Die Erde liegt krank darnieder, zu viele Verletzungen über die ganzen Jahre. Sie fühlt sich schwach, sie fühlt sich schlecht. Ein Arzt und eine Krankenschwester behandeln sie. „Seit Milliarden Jahren ist sie schon auf der Welt und wurde dabei erschöpfter und erschöpfter. Wie schaffte sie das nur über so lange Zeit, ohne zusammenzubrechen?“, fragt der Arzt die Schwester. „Sie scheint zäh zu sein“, antwortet die Schwester. Ja gut, aber wenn jemand einen aggressiven Krebs in einem finalen Stadium hat, nützt ihm das auch nichts mehr, wenn er zäh ist, denkt der Arzt. Das schon, natürlich, denkt er weiter, die Erde scheint eben keine unheilbare Krankheit zu haben. Sie war lange in einem ungesunden Umfeld. Ihr wurde viel entnommen, von ihrer Haut und aus ihrem Inneren, aber sie ist in keiner unmittelbar lebensbedrohlichen Situation, vieles kann nachwachsen, in ihrem Inneren kann sich einiges nachbilden. Sie hat durchaus eine gute Chance, wieder auf die Beine zu kommen, nach einiger Zeit wieder auf die Beine zu kommen.

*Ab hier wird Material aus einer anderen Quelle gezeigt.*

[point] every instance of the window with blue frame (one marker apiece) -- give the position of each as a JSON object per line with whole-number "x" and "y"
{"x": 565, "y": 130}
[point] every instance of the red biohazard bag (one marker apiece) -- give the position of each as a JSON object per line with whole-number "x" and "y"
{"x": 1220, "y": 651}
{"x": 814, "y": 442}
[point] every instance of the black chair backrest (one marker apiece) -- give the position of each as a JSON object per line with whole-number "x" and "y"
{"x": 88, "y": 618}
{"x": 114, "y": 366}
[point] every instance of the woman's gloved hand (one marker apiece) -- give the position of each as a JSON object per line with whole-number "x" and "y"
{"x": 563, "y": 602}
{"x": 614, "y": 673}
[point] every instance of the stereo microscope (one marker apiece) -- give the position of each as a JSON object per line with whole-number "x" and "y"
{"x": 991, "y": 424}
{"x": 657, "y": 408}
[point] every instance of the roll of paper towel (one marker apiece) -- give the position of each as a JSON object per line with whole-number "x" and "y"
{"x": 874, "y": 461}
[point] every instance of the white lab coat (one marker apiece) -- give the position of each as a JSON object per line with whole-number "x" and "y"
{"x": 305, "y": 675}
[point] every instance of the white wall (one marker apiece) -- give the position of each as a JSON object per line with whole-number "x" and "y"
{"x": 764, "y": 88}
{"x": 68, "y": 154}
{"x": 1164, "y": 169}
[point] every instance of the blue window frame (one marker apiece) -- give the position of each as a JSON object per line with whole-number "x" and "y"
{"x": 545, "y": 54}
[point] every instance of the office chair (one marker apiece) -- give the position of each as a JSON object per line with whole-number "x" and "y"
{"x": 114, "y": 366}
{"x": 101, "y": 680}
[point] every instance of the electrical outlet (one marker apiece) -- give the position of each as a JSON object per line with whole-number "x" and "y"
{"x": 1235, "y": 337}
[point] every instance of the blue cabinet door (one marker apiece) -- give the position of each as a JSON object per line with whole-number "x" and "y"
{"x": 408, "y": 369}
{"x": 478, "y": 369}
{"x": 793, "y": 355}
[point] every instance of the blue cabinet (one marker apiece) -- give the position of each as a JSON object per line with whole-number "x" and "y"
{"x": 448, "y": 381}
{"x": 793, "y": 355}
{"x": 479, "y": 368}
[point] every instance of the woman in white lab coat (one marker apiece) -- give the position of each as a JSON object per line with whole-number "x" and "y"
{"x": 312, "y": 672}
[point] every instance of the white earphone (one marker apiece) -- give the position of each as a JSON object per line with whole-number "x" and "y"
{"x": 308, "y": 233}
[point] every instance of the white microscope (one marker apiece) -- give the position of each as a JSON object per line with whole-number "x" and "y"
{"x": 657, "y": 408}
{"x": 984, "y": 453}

„Mir ist so heiß, Herr Doktor“, sagt die Erde. Sie hat Fieber, zeigt das Thermometer an. „Tja“, sagt der Arzt, „die Temperatur an Ihrer Oberfläche steigt kontinuierlich an. In den meisten Fällen ist das schlecht. Theoretisch könnte die Temperatur wieder sinken, aber das würde gemeinsame Anstrengungen verlangen und eine gewisse Zeit dauern.“
Die Erde liegt kraftlos im Krankenbett. Sie kann sich selbst nicht helfen, weder hier auf der Krankenstation noch im Freien, bei sich zuhause. Wie soll sie verhindern, dass sie angebohrt wird, ihre Wälder abgeholzt, Giftmüll vergraben, Grundwasser, Flusswasser, Seewasser immer stärker belastet werden und Tag für Tag neue Arten aussterben, ein Vorgang, der nicht reversibel ist?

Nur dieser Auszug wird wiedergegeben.